We now count bigrams without stopwords.

bigram_counts_filtered = bigrams_filtered.groupby(['word1', 'word2']).size().reset_index(name='count')
bigram_counts_filtered = bigram_counts_filtered.sort_values('count', ascending=False)
display(bigram_counts_filtered.head(20))
word1 word2 count
358413 kiøbenhavn 1771 477
552523 skilling stor 353
9418 1771 trykt 318
560772 slet intet 305
358686 kiøbenhavn trykt 275
9615 1772 trykt 272
524686 s v 266
461193 o s 266
340844 intet andet 262
381451 lang tid 251
358414 kiøbenhavn 1772 228
368694 kort tid 220
364293 kong christian 218
200040 findes tilkiøbs 207
191 1 ark 206
349143 junior philopatreias 200
839 1/2 ark 195
392811 ligesaa lidet 182
23815 4 skilling 176
581354 stor 1 175

Search for Specific Bigrams (e.g., where word2 matches a pattern)#

We can filter bigrams where word2 matches a specific pattern, e.g., words starting with ‘gud’.

pattern = r'\bgud[a-zæø]*'
match_bigrams = bigrams_filtered[bigrams_filtered['word2'].str.contains(pattern, regex=True)]
match_counts = match_bigrams.groupby(['word1', 'word2']).size().reset_index(name='count')
match_counts = match_counts.sort_values('count', ascending=False)
display(match_counts.head(20))
word1 word2 count
1523 o gud 95
1145 imod gud 83
1935 store gud 47
2011 takke gud 38
816 frygte gud 35
993 herre gud 32
1195 jordens guder 31
1148 imod guds 31
913 gode gud 29
1791 sande gud 28
1794 sande guds 21
821 frygter gud 21
531 elske gud 21
2042 tiene gud 19
241 bede gud 19
1217 kiende gud 18
1706 retfærdige gud 17
159 almægtige gud 16
937 gudernes gud 16
1787 sand gudsfrygt 16

Visualization as Network Graph#

We can visualize the most frequent bigrams as a network graph.

# Select bigrams that occur more than e.g., 8 times
threshold = 8
graph_data = match_counts[match_counts['count'] > threshold]

G = nx.DiGraph()
for _, row in graph_data.iterrows():
    G.add_edge(row['word1'], row['word2'], weight=row['count'])

plt.figure(figsize=(12, 8))
pos = nx.spring_layout(G, k=0.5)
edges = G.edges()
weights = [G[u][v]['weight'] for u,v in edges]
nx.draw(G, pos, with_labels=True, node_color='lightgreen', edge_color=weights, width=2.0, edge_cmap=plt.cm.Greens, arrows=True)
plt.title('Network Graph of Frequent Bigrams')
plt.show()
_images/caa286edf07f13b4d9b949e9d859752d3825142216a0556a7c224d6110803c4f.png

Save Graph and Results#

You can save the graph and results as CSV files.

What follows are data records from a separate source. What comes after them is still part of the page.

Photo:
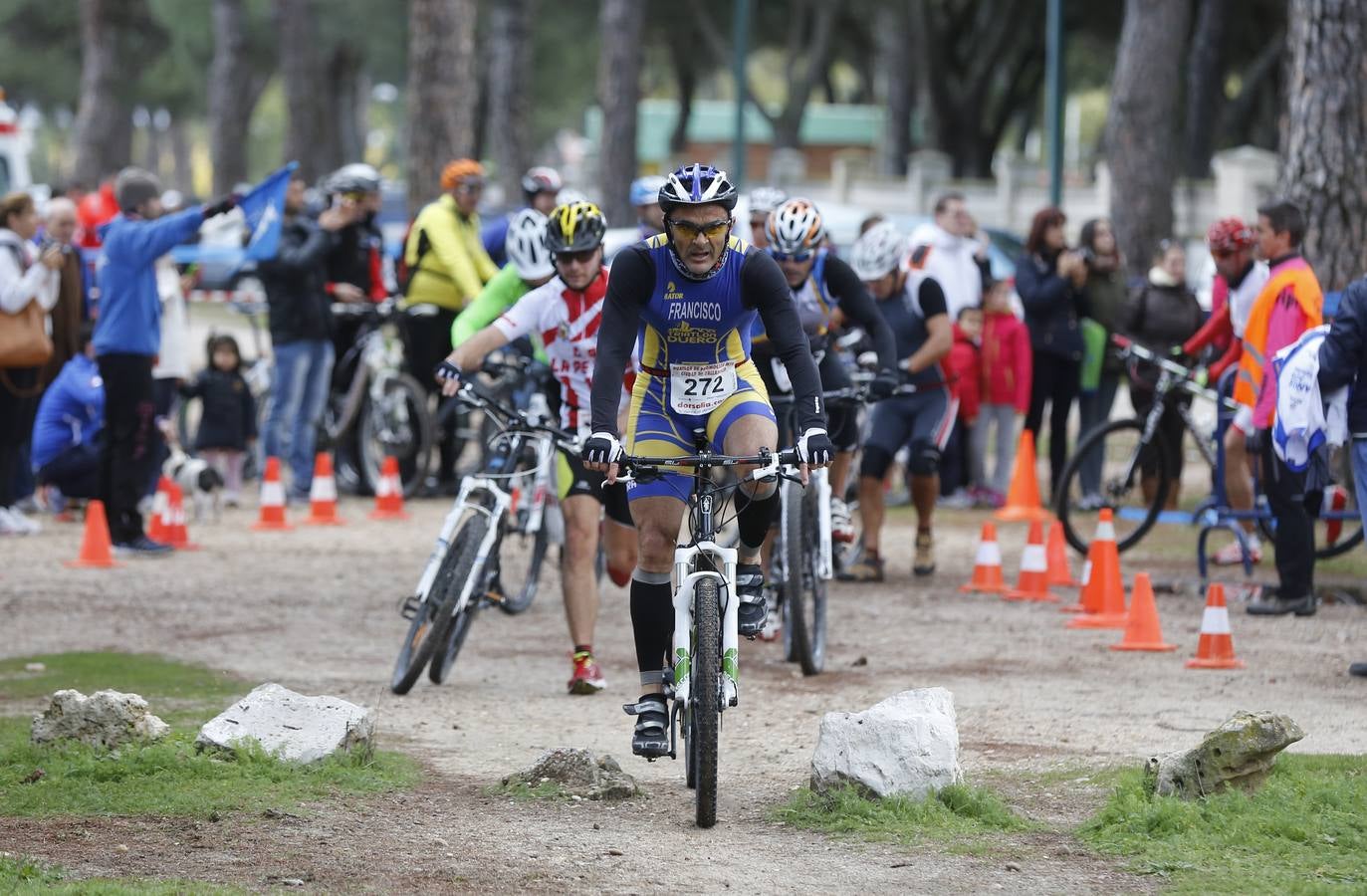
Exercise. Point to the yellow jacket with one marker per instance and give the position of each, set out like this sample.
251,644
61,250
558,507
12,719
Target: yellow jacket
447,262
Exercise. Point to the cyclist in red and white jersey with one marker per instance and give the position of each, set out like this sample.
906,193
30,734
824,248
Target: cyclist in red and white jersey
565,314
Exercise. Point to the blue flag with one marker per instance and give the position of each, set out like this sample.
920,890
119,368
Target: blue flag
263,208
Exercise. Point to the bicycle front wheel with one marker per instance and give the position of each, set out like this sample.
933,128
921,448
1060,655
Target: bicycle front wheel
464,569
804,591
704,706
1132,480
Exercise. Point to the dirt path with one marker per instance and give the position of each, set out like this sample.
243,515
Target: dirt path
315,609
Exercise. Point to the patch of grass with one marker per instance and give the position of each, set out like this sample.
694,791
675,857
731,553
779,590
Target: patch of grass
957,812
171,778
24,876
154,677
1303,832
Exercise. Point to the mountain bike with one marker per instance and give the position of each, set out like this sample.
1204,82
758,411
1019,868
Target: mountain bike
704,662
1133,449
469,567
376,410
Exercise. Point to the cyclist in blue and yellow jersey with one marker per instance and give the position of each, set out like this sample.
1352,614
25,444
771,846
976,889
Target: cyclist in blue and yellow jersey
689,297
828,296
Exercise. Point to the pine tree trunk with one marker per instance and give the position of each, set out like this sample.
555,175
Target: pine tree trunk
618,92
442,92
230,96
1205,85
508,121
1323,165
898,74
1142,134
105,121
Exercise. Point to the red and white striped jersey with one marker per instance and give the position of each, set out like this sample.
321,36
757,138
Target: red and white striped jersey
568,323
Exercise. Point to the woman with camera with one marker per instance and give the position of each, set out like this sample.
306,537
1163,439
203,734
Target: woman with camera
1050,281
28,292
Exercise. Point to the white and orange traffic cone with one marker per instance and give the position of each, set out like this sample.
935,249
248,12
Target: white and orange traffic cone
1216,648
272,498
1032,583
323,493
987,566
388,493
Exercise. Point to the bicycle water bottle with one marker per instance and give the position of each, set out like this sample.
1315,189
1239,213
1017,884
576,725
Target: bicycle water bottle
824,562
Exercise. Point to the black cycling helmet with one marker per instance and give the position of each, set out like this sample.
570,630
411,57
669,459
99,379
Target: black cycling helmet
354,178
697,185
575,227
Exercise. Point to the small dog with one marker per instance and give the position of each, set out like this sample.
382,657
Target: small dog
198,480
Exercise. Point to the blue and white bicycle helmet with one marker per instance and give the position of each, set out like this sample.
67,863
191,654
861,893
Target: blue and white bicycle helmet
525,245
647,190
697,185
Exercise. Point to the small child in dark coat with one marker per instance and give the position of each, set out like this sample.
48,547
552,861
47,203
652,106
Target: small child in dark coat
227,416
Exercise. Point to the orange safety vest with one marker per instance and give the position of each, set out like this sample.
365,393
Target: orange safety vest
1304,286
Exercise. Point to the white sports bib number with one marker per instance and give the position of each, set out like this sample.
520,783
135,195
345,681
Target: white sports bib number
697,388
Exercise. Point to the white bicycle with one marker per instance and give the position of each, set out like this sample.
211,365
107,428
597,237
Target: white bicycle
704,661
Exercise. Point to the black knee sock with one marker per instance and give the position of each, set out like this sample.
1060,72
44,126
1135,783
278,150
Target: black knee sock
652,620
755,519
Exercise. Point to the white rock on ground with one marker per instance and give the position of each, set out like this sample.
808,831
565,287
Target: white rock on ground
908,746
294,727
106,719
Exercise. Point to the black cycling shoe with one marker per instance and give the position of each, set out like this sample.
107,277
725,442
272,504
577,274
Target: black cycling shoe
752,610
651,738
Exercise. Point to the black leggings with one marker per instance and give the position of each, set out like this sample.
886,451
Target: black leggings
1054,382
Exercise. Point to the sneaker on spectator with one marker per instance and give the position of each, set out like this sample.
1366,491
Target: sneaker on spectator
1231,556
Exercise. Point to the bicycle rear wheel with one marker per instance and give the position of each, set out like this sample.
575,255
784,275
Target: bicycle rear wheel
706,698
457,624
804,591
1135,479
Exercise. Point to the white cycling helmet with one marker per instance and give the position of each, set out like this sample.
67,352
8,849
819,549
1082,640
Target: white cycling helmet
878,252
766,198
795,227
527,248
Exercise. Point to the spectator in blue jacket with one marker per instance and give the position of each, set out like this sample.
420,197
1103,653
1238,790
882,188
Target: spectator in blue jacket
66,432
1342,361
127,336
1048,279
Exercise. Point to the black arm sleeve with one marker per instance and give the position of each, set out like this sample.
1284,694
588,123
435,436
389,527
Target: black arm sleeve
930,296
627,290
858,307
765,288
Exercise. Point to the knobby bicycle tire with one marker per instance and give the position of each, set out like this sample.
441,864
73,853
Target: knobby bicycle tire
428,625
804,592
457,621
1076,522
706,695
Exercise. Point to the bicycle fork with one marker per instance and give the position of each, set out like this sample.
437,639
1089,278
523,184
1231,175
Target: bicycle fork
684,561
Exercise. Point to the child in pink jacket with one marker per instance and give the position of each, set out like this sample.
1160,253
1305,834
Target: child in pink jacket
1007,375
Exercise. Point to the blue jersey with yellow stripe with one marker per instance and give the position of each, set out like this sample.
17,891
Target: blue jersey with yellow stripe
695,322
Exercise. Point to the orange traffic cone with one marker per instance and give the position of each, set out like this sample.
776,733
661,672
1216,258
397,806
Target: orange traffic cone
1023,497
272,498
1143,631
1057,556
1103,595
987,567
178,535
1032,584
160,519
323,493
388,493
95,546
1216,648
1088,599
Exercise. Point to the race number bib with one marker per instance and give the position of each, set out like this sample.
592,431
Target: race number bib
699,388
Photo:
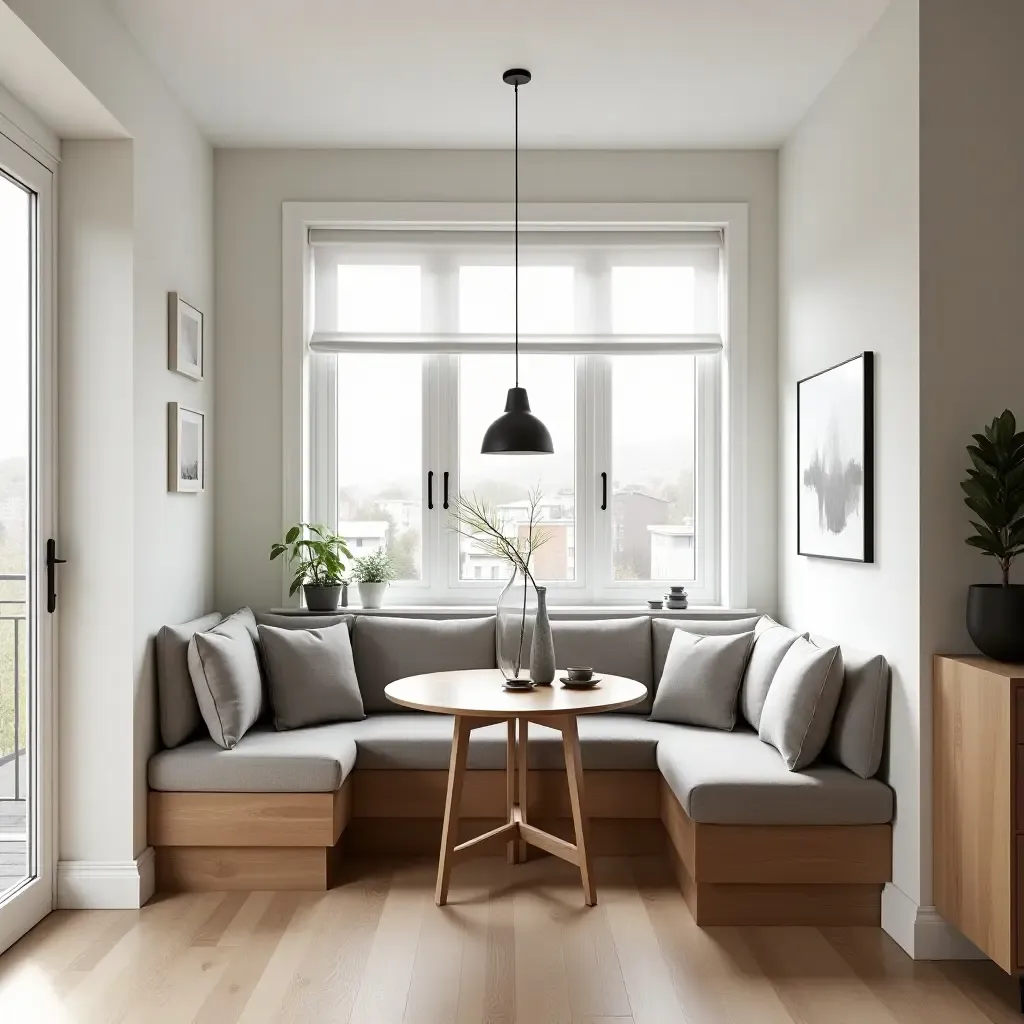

bigram_counts_filtered.to_csv('results_bigrams_filtered.csv', index=False)
match_counts.to_csv('results_bigrams_match.csv', index=False)
plt.savefig('graphics/bigram_network.png', bbox_inches='tight', dpi=150)
print('Results and graph saved.')
Results and graph saved.
<Figure size 640x480 with 0 Axes>

Other studies#

The bigram analysis of Trykkefrihedens Skrifter can be extended with several complementary approaches:

  • Expand pattern matching to explore other semantic domains (e.g., political terms, social concepts, religious language) and identify distinctive phrase patterns.

  • Analyze temporal changes in bigram usage by comparing frequent word pairs across different publication periods.

  • Investigate trigram and n-gram patterns to explore longer phrase structures and multi-word expressions.

  • Apply network analysis techniques to identify central nodes and communities in the bigram network.

  • Compare bigram patterns with other historical Danish text collections to identify genre-specific or period-specific linguistic features.

  • Explore the relationship between bigram frequency and semantic coherence to identify meaningful versus coincidental co-occurrences.

  • Analyze bigram patterns in specific volumes or series to identify thematic or stylistic variations.

  • Integrate bigram analysis with topic modeling to understand how word pairs contribute to broader thematic structures.